2 of 3 people found the following review helpful
4.0 out of 5 stars Death and Murder 3 Feb 2011
By Irishgal - Published on
Nellie Bly is an American journalist who is determined to prove that women can have careers as important and successful as those of men. While undercover at a mental hospital in New York, she encounters a German doctor who murders her roommate, Josephine. Nellie is convinced that this same man has traveled around the world, killing other women, and is currently in Paris where the 1889 World's Exposition is taking place.

In Paris, a terrible disease known as the Black Fever is spreading throughout the city. It is hitting poorer areas harder than the wealthier sections of town, but those in the government want to keep the contagion a secret. If the world knew of the epidemic, the country's economy and tourism due to the Exposition, would be destroyed. They have several of the greatest minds of the age, including famed chemist Louis Pasteur, working on discovering how the disease is being spread.

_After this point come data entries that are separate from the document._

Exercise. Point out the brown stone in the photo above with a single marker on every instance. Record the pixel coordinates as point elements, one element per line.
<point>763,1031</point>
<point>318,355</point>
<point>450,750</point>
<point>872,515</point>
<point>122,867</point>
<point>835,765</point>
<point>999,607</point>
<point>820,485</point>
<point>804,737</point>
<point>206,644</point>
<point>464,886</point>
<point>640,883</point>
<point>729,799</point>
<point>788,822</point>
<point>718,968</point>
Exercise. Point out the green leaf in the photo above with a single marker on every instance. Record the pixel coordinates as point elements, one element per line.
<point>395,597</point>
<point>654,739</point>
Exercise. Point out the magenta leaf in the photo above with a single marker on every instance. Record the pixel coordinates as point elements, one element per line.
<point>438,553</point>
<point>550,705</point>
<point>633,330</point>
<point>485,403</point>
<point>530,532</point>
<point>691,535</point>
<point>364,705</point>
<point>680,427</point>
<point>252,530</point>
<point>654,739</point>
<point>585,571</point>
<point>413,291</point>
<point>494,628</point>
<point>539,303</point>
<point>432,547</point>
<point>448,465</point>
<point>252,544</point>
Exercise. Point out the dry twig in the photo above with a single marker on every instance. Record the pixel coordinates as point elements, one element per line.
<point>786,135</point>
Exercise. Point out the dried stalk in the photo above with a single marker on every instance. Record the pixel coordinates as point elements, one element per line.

When Nellie is arrested in Paris after witnessing the murder of a young woman, she is convinced that it is the same killer who killed Josephine in New York several years earlier. However, the police aren't taking her seriously. She decides to enlist the help of novelist Jules Verne to assit her in investigating what she is calling the "slasher" killings. Together, the duo quickly become entangled in the mystery of the Black Fever. Is the disease related to the killings? How exactly is this disease being spread? And why can it not be seen through a microscope?

With a cast of colorful characters like Oscar Wilde and Nellie herself, Carol McCleary's Victorian mystery, "The Alchemy of Murder", is an interesting blend of fact and fiction. And while it was a little rough in patches (some of the scenarios are just a little too 21st century), I am looking forward to reading more from this talented author.